The UK is "riven" as a result of the EU referendum, according to the leader of the country's biggest trade union.
Len McCluskey, general secretary of Unite, is expected to tell the union's policy conference in Brighton: "I can never recall the supreme policy-making body of our union convening in such turbulent times, and with such a weight of responsibility upon its shoulders."
Jobs were in jeopardy, and long-established rights could be under threat, he will warn.
"We must condemn with all the force we can muster the disgusting upsurge of racist attacks on migrants and black Britons alike undertaken by racists emboldened by the referendum result."

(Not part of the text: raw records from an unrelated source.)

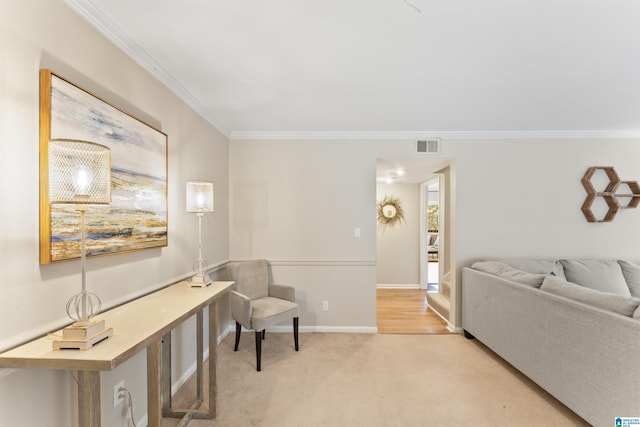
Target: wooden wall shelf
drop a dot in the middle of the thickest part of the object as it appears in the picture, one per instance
(614, 194)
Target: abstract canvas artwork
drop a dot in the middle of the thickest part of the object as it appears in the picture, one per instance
(137, 216)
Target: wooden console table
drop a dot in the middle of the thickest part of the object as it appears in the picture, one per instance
(143, 323)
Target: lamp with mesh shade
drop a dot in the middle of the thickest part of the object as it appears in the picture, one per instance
(80, 174)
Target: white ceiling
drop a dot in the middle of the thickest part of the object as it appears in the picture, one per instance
(390, 67)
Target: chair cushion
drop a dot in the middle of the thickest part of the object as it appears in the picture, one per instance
(251, 277)
(270, 311)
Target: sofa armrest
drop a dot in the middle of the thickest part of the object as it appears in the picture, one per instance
(282, 292)
(240, 308)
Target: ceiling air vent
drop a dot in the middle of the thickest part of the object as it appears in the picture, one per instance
(428, 146)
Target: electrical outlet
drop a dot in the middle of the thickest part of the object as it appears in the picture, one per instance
(118, 396)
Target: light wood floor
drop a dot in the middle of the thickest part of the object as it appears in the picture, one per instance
(405, 311)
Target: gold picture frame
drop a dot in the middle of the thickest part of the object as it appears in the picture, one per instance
(137, 216)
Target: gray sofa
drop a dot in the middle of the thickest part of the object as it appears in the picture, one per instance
(571, 326)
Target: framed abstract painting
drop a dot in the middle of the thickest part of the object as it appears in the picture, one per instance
(137, 216)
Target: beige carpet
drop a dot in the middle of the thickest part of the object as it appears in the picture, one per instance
(375, 380)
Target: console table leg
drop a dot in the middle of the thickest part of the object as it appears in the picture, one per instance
(154, 383)
(89, 398)
(213, 356)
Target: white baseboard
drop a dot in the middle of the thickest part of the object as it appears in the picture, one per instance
(455, 330)
(282, 329)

Mr McCluskey will address the split in the Labour Party, saying the movement was divided - "bitterly and unnecessarily".
Mr McCluskey has been trying to heal the rift between Labour MPs and leader Jeremy Corbyn.
But a planned meeting in Brighton on Sunday between union leaders and Labour figures was called off by deputy leader Tom Watson.

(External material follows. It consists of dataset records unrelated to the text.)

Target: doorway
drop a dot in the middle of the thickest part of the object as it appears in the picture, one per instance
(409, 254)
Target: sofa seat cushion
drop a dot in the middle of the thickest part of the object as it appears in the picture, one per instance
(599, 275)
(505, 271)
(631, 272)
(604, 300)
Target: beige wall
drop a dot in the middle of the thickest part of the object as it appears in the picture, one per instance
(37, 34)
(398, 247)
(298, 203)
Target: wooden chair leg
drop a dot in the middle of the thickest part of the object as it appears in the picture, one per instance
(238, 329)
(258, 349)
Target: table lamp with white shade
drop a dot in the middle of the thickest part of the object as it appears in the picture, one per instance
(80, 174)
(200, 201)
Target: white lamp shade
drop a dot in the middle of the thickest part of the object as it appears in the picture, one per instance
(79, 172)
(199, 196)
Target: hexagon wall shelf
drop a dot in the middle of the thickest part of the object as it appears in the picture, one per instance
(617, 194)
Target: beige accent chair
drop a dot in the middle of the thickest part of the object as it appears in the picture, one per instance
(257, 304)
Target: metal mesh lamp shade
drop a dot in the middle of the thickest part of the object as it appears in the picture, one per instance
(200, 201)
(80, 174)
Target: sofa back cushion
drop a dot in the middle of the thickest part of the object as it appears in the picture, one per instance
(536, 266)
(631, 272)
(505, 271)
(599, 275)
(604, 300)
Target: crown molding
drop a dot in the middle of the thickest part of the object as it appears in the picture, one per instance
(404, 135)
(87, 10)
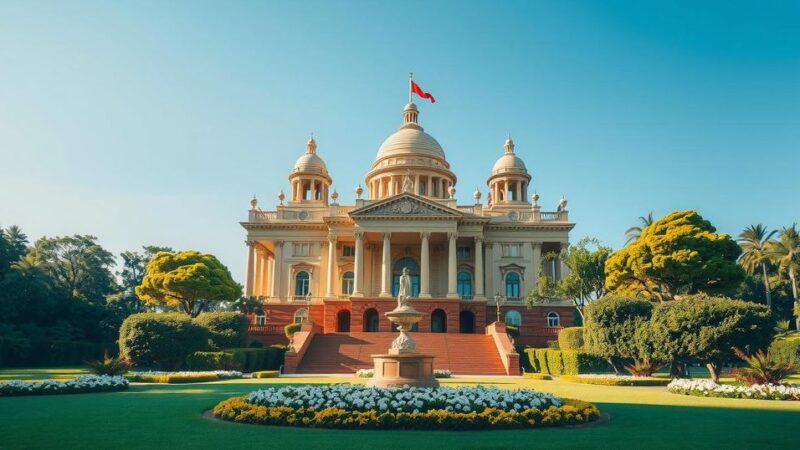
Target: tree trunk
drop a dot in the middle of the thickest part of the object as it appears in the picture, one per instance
(766, 285)
(714, 369)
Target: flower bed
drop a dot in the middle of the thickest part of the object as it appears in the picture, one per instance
(707, 388)
(183, 377)
(355, 406)
(80, 385)
(615, 380)
(266, 374)
(437, 373)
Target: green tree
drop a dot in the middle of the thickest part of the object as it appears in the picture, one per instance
(635, 231)
(678, 254)
(78, 266)
(585, 280)
(754, 241)
(134, 268)
(189, 280)
(611, 327)
(785, 254)
(704, 328)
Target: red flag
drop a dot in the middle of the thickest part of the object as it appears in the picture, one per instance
(418, 90)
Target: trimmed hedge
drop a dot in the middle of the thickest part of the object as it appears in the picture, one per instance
(225, 329)
(786, 349)
(160, 340)
(538, 376)
(213, 361)
(21, 352)
(571, 412)
(565, 362)
(571, 338)
(266, 374)
(617, 381)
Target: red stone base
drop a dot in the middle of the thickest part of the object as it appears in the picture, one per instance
(405, 369)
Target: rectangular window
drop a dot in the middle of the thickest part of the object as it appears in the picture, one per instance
(512, 250)
(302, 249)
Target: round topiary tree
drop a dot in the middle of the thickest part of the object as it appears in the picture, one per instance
(225, 329)
(161, 341)
(571, 338)
(704, 328)
(611, 325)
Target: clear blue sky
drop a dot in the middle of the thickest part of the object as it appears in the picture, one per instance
(155, 122)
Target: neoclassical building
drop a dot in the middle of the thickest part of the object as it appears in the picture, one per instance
(313, 259)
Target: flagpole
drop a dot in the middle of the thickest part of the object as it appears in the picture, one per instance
(410, 92)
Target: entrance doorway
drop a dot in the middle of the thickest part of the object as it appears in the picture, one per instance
(371, 320)
(343, 321)
(438, 321)
(466, 322)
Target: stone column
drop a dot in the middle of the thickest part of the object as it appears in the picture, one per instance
(331, 264)
(537, 261)
(251, 255)
(424, 276)
(479, 292)
(277, 268)
(386, 270)
(358, 265)
(259, 277)
(452, 292)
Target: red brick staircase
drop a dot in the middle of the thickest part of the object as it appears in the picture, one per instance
(462, 354)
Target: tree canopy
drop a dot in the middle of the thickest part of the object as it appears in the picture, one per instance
(188, 280)
(680, 253)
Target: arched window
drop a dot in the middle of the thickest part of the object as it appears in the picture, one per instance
(413, 272)
(343, 321)
(261, 317)
(438, 321)
(513, 317)
(301, 284)
(348, 283)
(370, 324)
(464, 284)
(301, 315)
(512, 285)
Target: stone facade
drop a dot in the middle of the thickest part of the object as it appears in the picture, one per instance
(337, 265)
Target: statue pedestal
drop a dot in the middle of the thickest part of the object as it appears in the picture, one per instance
(401, 369)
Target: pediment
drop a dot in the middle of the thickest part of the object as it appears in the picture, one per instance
(405, 205)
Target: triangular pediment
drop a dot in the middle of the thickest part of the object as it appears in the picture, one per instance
(404, 205)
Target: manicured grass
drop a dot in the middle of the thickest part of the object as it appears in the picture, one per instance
(155, 416)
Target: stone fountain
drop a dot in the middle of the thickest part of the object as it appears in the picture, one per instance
(402, 365)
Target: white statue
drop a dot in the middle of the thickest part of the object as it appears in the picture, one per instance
(404, 291)
(408, 185)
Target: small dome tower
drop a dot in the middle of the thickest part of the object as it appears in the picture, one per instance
(309, 178)
(509, 180)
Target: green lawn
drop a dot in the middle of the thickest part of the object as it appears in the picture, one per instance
(149, 416)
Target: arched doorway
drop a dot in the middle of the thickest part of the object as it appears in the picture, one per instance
(438, 321)
(413, 272)
(343, 321)
(370, 320)
(466, 322)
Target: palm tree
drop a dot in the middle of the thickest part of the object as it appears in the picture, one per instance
(634, 232)
(754, 241)
(785, 253)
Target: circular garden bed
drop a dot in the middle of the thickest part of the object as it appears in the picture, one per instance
(445, 408)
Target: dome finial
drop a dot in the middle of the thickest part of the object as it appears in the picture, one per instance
(509, 145)
(311, 147)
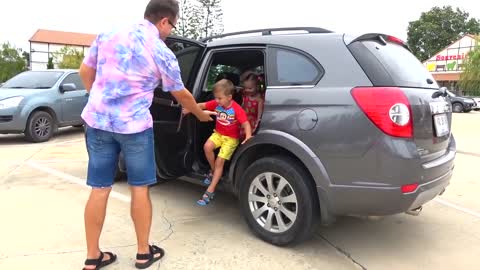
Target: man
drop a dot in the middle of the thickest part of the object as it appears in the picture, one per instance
(120, 73)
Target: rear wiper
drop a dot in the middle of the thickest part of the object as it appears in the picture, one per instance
(442, 92)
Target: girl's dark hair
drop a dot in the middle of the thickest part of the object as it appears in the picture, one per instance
(159, 9)
(249, 75)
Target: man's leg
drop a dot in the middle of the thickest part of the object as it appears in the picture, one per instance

Mr McCluskey issued a hard hitting statement which said: "When the possibility of a workable plan had never seemed closer, Tom Watson's actions can only look like an act of sabotage fraught with peril for the future of the Labour Party."
The Unite leader will hit out at the Government for passing the controversial Trade Union Act, which places fresh restrictions on union strike ballots.

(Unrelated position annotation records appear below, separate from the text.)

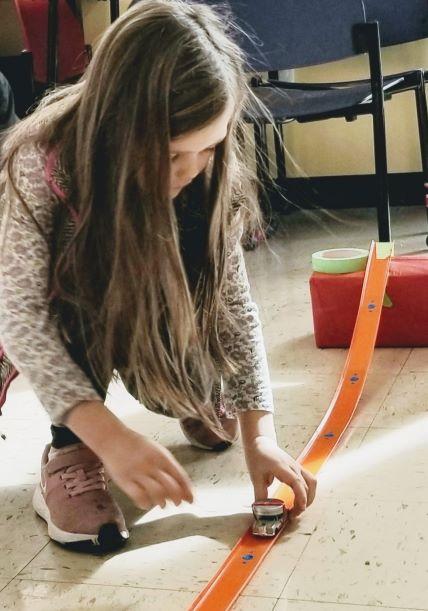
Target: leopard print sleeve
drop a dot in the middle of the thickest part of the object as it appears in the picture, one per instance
(28, 333)
(249, 388)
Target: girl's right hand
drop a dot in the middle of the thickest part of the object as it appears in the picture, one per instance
(146, 471)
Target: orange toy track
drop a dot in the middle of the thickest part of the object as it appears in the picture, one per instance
(244, 559)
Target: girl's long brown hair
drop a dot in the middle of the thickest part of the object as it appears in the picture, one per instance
(163, 69)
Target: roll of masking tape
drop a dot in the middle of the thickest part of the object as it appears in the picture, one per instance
(340, 260)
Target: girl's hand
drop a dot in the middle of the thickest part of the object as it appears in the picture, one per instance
(265, 461)
(146, 471)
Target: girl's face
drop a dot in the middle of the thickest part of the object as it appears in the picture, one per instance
(192, 152)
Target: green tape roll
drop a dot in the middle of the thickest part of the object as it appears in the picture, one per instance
(340, 260)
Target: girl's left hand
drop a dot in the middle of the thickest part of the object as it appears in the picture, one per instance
(265, 461)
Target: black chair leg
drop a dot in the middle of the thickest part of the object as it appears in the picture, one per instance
(262, 163)
(280, 153)
(422, 112)
(52, 54)
(379, 132)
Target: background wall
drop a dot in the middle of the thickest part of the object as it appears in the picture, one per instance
(334, 147)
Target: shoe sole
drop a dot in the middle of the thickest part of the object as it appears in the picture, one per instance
(106, 538)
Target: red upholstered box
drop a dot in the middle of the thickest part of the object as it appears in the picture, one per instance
(335, 300)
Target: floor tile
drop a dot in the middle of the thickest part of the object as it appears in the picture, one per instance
(21, 534)
(390, 464)
(365, 554)
(417, 361)
(294, 605)
(406, 403)
(254, 603)
(303, 398)
(23, 594)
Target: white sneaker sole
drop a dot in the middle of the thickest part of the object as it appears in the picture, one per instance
(55, 533)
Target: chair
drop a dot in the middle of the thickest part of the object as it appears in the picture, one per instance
(291, 34)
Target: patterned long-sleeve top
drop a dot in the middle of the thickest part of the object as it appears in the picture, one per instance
(31, 338)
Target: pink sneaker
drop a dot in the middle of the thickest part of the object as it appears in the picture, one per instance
(74, 500)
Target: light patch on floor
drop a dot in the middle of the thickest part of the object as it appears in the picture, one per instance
(363, 543)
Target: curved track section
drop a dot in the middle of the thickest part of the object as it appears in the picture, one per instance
(247, 555)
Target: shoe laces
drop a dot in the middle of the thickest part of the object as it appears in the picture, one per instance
(80, 479)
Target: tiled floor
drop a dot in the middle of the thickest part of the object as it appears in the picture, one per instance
(364, 542)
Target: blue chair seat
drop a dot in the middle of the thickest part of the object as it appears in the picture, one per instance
(292, 102)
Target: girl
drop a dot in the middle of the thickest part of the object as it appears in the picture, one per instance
(121, 226)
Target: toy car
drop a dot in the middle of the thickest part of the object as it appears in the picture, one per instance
(270, 516)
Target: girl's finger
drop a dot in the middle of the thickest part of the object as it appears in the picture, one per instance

He will say: "They are not attacking us because we are weak, but because we are still too strong for their liking. There is a trend in Toryism which will never rest until free trade unionism is virtually destroyed in our country.
"The Trade Union Bill pandered to these worst instincts. There was absolutely no public clamour for the Bill, which simply threw together the anti-union wish list of every adolescent Thatcherite on secondment to a right-wing think tank."